EMOCIONANTES PALABRAS DE JESÚS, QUE LLORA PORQUE SE SIENTE INCOMPRENDIDO



LA ROSA DE JERICÓ LA PLANTA QUE RESUCITA



       Discusión y malhumor de los Apóstoles que se encuentran perdidos en un barrizal, palabras amargas contra Jesús, paciencia infinita del Maestro, que en su humildad, guarda silencio.

        Encuentro con un individuo que odia a Jesús, al cual se ofrece como víctima. Refugio en una gruta en donde Jesús queda toda la noche despierto mientras los Apóstoles duermen, ocupándose de calentarlos con una hoguera y llevándoles paja caliente. Recuerdos de la gruta de Belén.


         Discurso de Jesús con sus discípulos, en donde se puede apreciar la insondable profundidad del abismo de su amor hacia los hombres. 

            Encuentro en el camino a una mujer tirada en el suelo, la Rosa de Jericó, con el vestido de leprosa, enferma y desechada, y que tenía una enfermedad venérea provocada por su lujurioso marido que la había repudiado, Jesús le pide el perdón hacia él.

      Ejemplos asombrosos de sublima Paciencia, Bondad y Caridad de Jesús-Dios para enemigos y discípulos.




JESÚS MANSO Y HUMILDE DE CORAZÓN
LA ROSA DE JERICÓ

(Del Poema del Hombre-Dios de Mª Valtorta)


          La llanura del lado oriental del Jordán, debido a las continuas lluvias, parece haberse convertido en una laguna, especialmente en el lugar en que se encuentran ahora Jesús y los Apóstoles.

     (...) El grupo apostólico está ahora entre los dos últimos torrentes, que además se han desbordado y han ocupado las zonas contiguas a sus orillas, ampliando así su lecho; especialmente el que está al sur, imponente por la masa de agua que trae de las montañas, que rumorea, turbia, en dirección al Jordán, cuyo rumor a su vez, se oye fuerte, especialmente en las zonas en que los meandros naturales – podría decir, los estrechamientos que presenta continuamente – o la desembocadura de un afluente producen una excesiva acumulación de aguas. Pues bien, Jesús está dentro de este triángulo truncado, formado por tres cursos de agua crecidos, y salir de ese pantano, no es cosa fácil.

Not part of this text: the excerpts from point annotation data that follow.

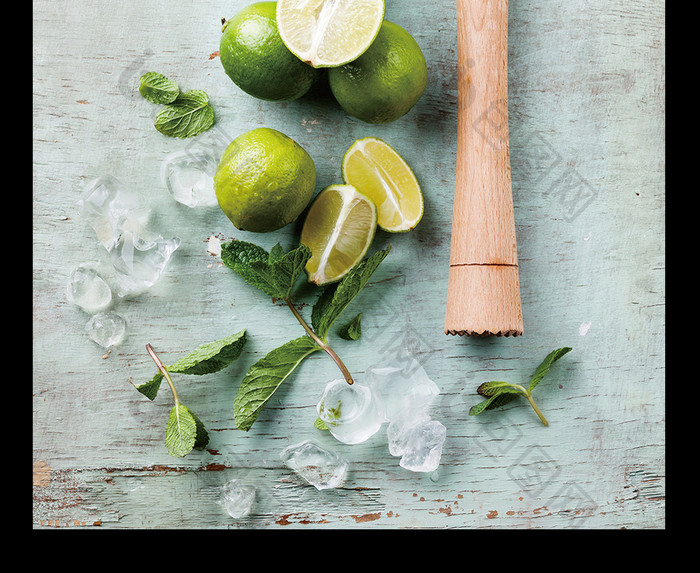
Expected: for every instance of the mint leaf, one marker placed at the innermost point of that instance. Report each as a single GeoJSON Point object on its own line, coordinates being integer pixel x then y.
{"type": "Point", "coordinates": [543, 368]}
{"type": "Point", "coordinates": [206, 359]}
{"type": "Point", "coordinates": [187, 116]}
{"type": "Point", "coordinates": [335, 298]}
{"type": "Point", "coordinates": [494, 388]}
{"type": "Point", "coordinates": [184, 432]}
{"type": "Point", "coordinates": [273, 273]}
{"type": "Point", "coordinates": [353, 329]}
{"type": "Point", "coordinates": [156, 88]}
{"type": "Point", "coordinates": [495, 401]}
{"type": "Point", "coordinates": [265, 376]}
{"type": "Point", "coordinates": [500, 393]}
{"type": "Point", "coordinates": [212, 356]}
{"type": "Point", "coordinates": [239, 255]}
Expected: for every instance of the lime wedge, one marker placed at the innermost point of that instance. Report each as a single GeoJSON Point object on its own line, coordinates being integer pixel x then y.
{"type": "Point", "coordinates": [329, 33]}
{"type": "Point", "coordinates": [375, 169]}
{"type": "Point", "coordinates": [339, 228]}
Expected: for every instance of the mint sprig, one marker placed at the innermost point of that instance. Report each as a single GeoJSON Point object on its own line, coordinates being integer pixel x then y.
{"type": "Point", "coordinates": [187, 116]}
{"type": "Point", "coordinates": [275, 274]}
{"type": "Point", "coordinates": [183, 114]}
{"type": "Point", "coordinates": [156, 88]}
{"type": "Point", "coordinates": [352, 330]}
{"type": "Point", "coordinates": [499, 393]}
{"type": "Point", "coordinates": [206, 359]}
{"type": "Point", "coordinates": [184, 430]}
{"type": "Point", "coordinates": [265, 376]}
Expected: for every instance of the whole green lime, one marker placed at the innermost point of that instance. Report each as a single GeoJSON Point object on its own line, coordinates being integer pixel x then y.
{"type": "Point", "coordinates": [257, 61]}
{"type": "Point", "coordinates": [264, 180]}
{"type": "Point", "coordinates": [385, 82]}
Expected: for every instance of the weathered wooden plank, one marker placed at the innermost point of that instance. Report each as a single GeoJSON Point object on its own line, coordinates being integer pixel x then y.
{"type": "Point", "coordinates": [587, 119]}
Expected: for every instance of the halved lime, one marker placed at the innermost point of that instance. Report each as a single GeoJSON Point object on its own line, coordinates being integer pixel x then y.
{"type": "Point", "coordinates": [329, 33]}
{"type": "Point", "coordinates": [339, 228]}
{"type": "Point", "coordinates": [375, 169]}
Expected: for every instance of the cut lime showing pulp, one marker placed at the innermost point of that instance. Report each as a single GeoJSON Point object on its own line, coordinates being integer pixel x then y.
{"type": "Point", "coordinates": [329, 33]}
{"type": "Point", "coordinates": [339, 228]}
{"type": "Point", "coordinates": [376, 170]}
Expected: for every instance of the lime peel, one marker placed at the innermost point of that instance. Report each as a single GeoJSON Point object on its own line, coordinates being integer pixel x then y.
{"type": "Point", "coordinates": [329, 33]}
{"type": "Point", "coordinates": [377, 170]}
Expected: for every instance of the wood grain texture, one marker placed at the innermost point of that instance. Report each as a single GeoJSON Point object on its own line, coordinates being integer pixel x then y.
{"type": "Point", "coordinates": [483, 292]}
{"type": "Point", "coordinates": [586, 125]}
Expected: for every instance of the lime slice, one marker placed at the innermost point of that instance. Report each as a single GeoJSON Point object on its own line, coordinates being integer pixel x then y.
{"type": "Point", "coordinates": [375, 169]}
{"type": "Point", "coordinates": [339, 228]}
{"type": "Point", "coordinates": [329, 33]}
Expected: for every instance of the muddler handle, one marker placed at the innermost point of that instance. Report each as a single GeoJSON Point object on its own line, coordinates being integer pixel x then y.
{"type": "Point", "coordinates": [483, 296]}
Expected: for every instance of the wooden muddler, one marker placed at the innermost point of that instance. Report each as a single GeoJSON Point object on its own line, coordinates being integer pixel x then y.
{"type": "Point", "coordinates": [483, 296]}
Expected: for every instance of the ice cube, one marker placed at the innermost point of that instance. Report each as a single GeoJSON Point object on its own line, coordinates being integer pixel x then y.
{"type": "Point", "coordinates": [189, 177]}
{"type": "Point", "coordinates": [400, 382]}
{"type": "Point", "coordinates": [423, 448]}
{"type": "Point", "coordinates": [237, 498]}
{"type": "Point", "coordinates": [320, 467]}
{"type": "Point", "coordinates": [109, 207]}
{"type": "Point", "coordinates": [88, 290]}
{"type": "Point", "coordinates": [349, 411]}
{"type": "Point", "coordinates": [106, 329]}
{"type": "Point", "coordinates": [399, 430]}
{"type": "Point", "coordinates": [139, 262]}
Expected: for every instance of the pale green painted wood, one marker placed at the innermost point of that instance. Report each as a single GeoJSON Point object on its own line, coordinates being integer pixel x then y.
{"type": "Point", "coordinates": [587, 147]}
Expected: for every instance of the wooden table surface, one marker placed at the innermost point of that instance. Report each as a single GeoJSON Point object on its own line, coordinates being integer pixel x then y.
{"type": "Point", "coordinates": [587, 151]}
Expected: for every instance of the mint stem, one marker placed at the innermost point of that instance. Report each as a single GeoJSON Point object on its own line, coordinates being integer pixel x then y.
{"type": "Point", "coordinates": [162, 368]}
{"type": "Point", "coordinates": [323, 345]}
{"type": "Point", "coordinates": [528, 395]}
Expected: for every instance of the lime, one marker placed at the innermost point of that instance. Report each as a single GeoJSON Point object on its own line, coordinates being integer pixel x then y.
{"type": "Point", "coordinates": [374, 168]}
{"type": "Point", "coordinates": [257, 61]}
{"type": "Point", "coordinates": [339, 228]}
{"type": "Point", "coordinates": [264, 180]}
{"type": "Point", "coordinates": [385, 82]}
{"type": "Point", "coordinates": [327, 33]}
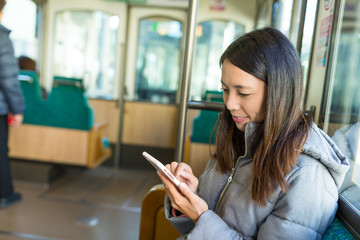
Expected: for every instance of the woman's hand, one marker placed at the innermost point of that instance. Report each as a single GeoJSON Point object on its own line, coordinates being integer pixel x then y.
{"type": "Point", "coordinates": [184, 198]}
{"type": "Point", "coordinates": [183, 172]}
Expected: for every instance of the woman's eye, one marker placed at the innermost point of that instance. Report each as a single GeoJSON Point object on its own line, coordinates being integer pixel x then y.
{"type": "Point", "coordinates": [224, 89]}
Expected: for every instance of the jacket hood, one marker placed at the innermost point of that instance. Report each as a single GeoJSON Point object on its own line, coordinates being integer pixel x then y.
{"type": "Point", "coordinates": [320, 146]}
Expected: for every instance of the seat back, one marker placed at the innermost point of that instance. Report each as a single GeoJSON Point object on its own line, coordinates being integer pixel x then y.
{"type": "Point", "coordinates": [337, 231]}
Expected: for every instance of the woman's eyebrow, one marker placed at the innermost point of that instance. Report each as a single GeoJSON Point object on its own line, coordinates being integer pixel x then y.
{"type": "Point", "coordinates": [236, 86]}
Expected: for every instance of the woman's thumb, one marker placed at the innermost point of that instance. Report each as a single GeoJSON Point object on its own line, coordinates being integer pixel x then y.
{"type": "Point", "coordinates": [184, 188]}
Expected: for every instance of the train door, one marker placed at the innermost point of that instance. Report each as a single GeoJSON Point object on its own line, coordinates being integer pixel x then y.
{"type": "Point", "coordinates": [333, 93]}
{"type": "Point", "coordinates": [152, 78]}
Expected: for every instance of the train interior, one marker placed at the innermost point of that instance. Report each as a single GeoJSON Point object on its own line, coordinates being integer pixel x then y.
{"type": "Point", "coordinates": [105, 80]}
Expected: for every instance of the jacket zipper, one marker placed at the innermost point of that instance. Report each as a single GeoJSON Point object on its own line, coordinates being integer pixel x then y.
{"type": "Point", "coordinates": [230, 178]}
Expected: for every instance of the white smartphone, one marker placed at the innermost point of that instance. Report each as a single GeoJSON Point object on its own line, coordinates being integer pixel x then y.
{"type": "Point", "coordinates": [159, 166]}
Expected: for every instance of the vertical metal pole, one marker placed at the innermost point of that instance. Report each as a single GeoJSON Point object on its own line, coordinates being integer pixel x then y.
{"type": "Point", "coordinates": [185, 81]}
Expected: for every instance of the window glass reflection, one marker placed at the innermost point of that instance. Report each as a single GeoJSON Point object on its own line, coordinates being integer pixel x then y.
{"type": "Point", "coordinates": [158, 60]}
{"type": "Point", "coordinates": [85, 48]}
{"type": "Point", "coordinates": [23, 35]}
{"type": "Point", "coordinates": [345, 104]}
{"type": "Point", "coordinates": [213, 37]}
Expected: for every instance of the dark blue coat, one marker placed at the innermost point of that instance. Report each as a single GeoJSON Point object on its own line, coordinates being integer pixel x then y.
{"type": "Point", "coordinates": [11, 97]}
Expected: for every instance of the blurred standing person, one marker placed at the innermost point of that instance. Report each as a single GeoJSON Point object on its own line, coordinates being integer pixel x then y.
{"type": "Point", "coordinates": [12, 107]}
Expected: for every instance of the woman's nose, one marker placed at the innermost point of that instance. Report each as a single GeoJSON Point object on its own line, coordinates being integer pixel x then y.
{"type": "Point", "coordinates": [232, 102]}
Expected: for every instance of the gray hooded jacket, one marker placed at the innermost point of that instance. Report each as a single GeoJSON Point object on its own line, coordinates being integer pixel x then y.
{"type": "Point", "coordinates": [303, 212]}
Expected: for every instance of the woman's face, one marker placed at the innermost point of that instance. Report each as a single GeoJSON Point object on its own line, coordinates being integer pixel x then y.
{"type": "Point", "coordinates": [244, 95]}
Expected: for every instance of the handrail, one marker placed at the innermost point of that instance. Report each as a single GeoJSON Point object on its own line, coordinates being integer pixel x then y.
{"type": "Point", "coordinates": [203, 105]}
{"type": "Point", "coordinates": [185, 81]}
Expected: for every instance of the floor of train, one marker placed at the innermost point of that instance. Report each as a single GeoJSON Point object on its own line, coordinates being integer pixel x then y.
{"type": "Point", "coordinates": [101, 204]}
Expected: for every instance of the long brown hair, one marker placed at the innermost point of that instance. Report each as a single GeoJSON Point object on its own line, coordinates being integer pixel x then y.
{"type": "Point", "coordinates": [276, 143]}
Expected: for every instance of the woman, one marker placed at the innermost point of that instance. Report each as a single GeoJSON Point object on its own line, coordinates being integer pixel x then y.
{"type": "Point", "coordinates": [12, 107]}
{"type": "Point", "coordinates": [274, 174]}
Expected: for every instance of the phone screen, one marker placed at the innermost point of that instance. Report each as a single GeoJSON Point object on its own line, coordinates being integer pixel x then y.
{"type": "Point", "coordinates": [159, 166]}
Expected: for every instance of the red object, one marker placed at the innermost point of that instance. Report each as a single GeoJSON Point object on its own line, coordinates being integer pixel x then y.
{"type": "Point", "coordinates": [10, 119]}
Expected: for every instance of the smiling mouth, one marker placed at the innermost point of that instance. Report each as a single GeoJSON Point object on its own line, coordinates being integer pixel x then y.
{"type": "Point", "coordinates": [239, 119]}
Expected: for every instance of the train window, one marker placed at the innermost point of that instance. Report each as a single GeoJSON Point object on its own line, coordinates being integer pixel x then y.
{"type": "Point", "coordinates": [23, 35]}
{"type": "Point", "coordinates": [343, 123]}
{"type": "Point", "coordinates": [158, 60]}
{"type": "Point", "coordinates": [213, 37]}
{"type": "Point", "coordinates": [84, 49]}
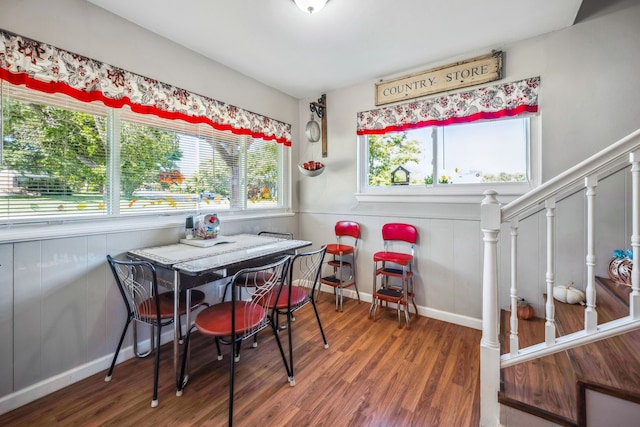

        El humor apostólico está más turbio que el día. Con eso está todo dicho. Todos quieren dar su opinión. Dicen todas las cosas que se les ocurre, bajo la apariencia de un consejo, pero es una crítica. Es la hora de los: “Ya lo había dicho yo”, “si se hubiera hecho como lo aconsejaba”… palabras que tanto hieren para una persona que haya cometido un error, y que por esa razón, ya se encuentra muy abatido.

      Aquí se oye: “Habría sido mejor cruzar el río a la altura de Pel.la y luego ir por la otra parte, que es menos dificultosa”, o: “¡Hubiera convenido tomar aquel carro! Si, hemos cumplido, ¿pero luego?...”, y también: “¡Si nos hubiéramos quedado en los montes, no habría este barro!”.

       Juan dice: “Sois los profetas de las cosas realizadas. ¿Quién podía prever esta lluvia insistente?”.

        “En su tiempo. Era natural” sentencia Bartolomé.

       “Los otros años, no ha sido así antes de la Pascua. Cuando fui donde vosotros, el Cedrón no estaba crecido, y el año pasado hemos tenido incluso tiempo seco. Vosotros que os quejáis, ¿no os acordáis de la sed que pasamos en la llanura filistea?” dice el Zelote.

      “¡Claro! ¡Natural! ¡Hablan los dos sabios y nos contradicen!” dice con ironía Judas de Keriot.

      “Tú, cállate por favor, solo sabes llevar la critica. Pero, en los momentos importantes, cuando hay que hablar con algún Fariseo o similar, te quedas callado como si tuvieras trabada la lengua” le dice, inquieto, Judas Tadeo.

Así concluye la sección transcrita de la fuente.